Now that we’re approaching three weeks since the end of the domestic season, the analytics blogging community has simply exploded in output. It’s becoming extremely difficult to keep up with all the developments, particularly as the number of analysts seems to grow almost every week. Please bear with me if this gets…dense.
Last week’s State of Analytics column on shot conversion as a function of luck touched off a bit of controversy.
Coincidentally, many of the analytics blogs this week have focused on different ways to analyse shot conversion. The danger however is that the more you attempt to isolate for factors outside of individual skill’ that influence shot percentages, factors like game state and pitch area, the more you risk drawing false conclusions from a dangerously small sample size.
I’ll try to explain what I mean by this by going through some of the ways soccer analytics bloggers have approached this question over the past week.
From the Simple to the Complex
The simplest way to analyze shot conversion is to simply calculate the number of goals as a percentage of total team shots. As James Grayson helpfully reminds us, it’s important to ensure that penalties don’t skew your data sets here—the average conversion rate for penalties in the Premier League is 78%, whereas the shot-on-target conversion rate is around 20%.
Now Grayson and others over the last few seasons have gone to great lengths to demonstrate that team and individual shot conversion rates are very much a product of random variation—they regress to the mean very quickly, a sign they’re more a product of dumb luck than deliberate skill. Some have taken issue with the notion however that shot efficiency is a chimera and that volume of shots counts for everything.
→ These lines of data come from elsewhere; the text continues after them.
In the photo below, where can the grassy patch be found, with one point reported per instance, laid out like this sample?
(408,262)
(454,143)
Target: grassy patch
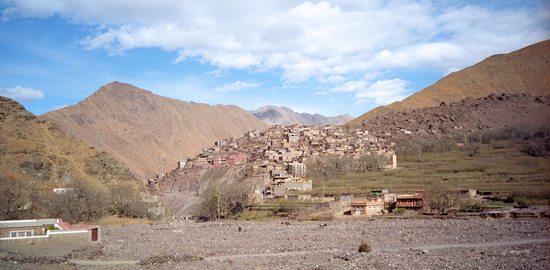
(364,247)
(503,170)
The Differentgame blog for example looked at number of shots and shot conversion percentages from the centre of the box, an area with a generally high shot % rate, over three seasons. Some familiar names in both players and teams managed to maintain an above average number in both categories. This analysis isn’t at all conclusive as far as conversion as a measure of skill is concerned, but United’s trend in both categories doesn’t appear on first glance to be merely accidental. This seems to match in part what we know of their tremendous PDO last season.
One can go deeper with this question by breaking down average shot conversion rates by area of the pitch. This is exactly what 11tegen11 did this last week when, armed with two seasons worth of data from Eredivisie, he broke down the pitch into four ‘zones’ with average conversion rates.
More than that, he further broke down how game states—whether the score is -2, against -1 against, 0, or +1 for, +2 for etc.—affects those conversion rates in each zone. This seems to hint at how extraneous factors like whether a team is chasing a lead influence shot quality.
One could apply this analysis to the Differentgame’s breakdown to further explain the consistency of certain teams and players, except as Simon Gleave warns:
— Simon Gleave (@SimonGleave) June 10, 2013
Remember: the lodestone of whether shot conversion is a function of luck or skill comes down to whether an individual player is more likely to score from a similar position of the pitch than a fictional (and as yet statistically non-existent) ‘replacement level striker.’ Broken down this way (shot from X position in Y game state), there simply isn’t enough data to make any kind of definitive statement that one player is better at finishing than another. I’ve heard that some data exists on this behind the proprietary wall, but I’ll defer to Wittgenstein and say, “Whereof one cannot speak, thereof one must be silent.”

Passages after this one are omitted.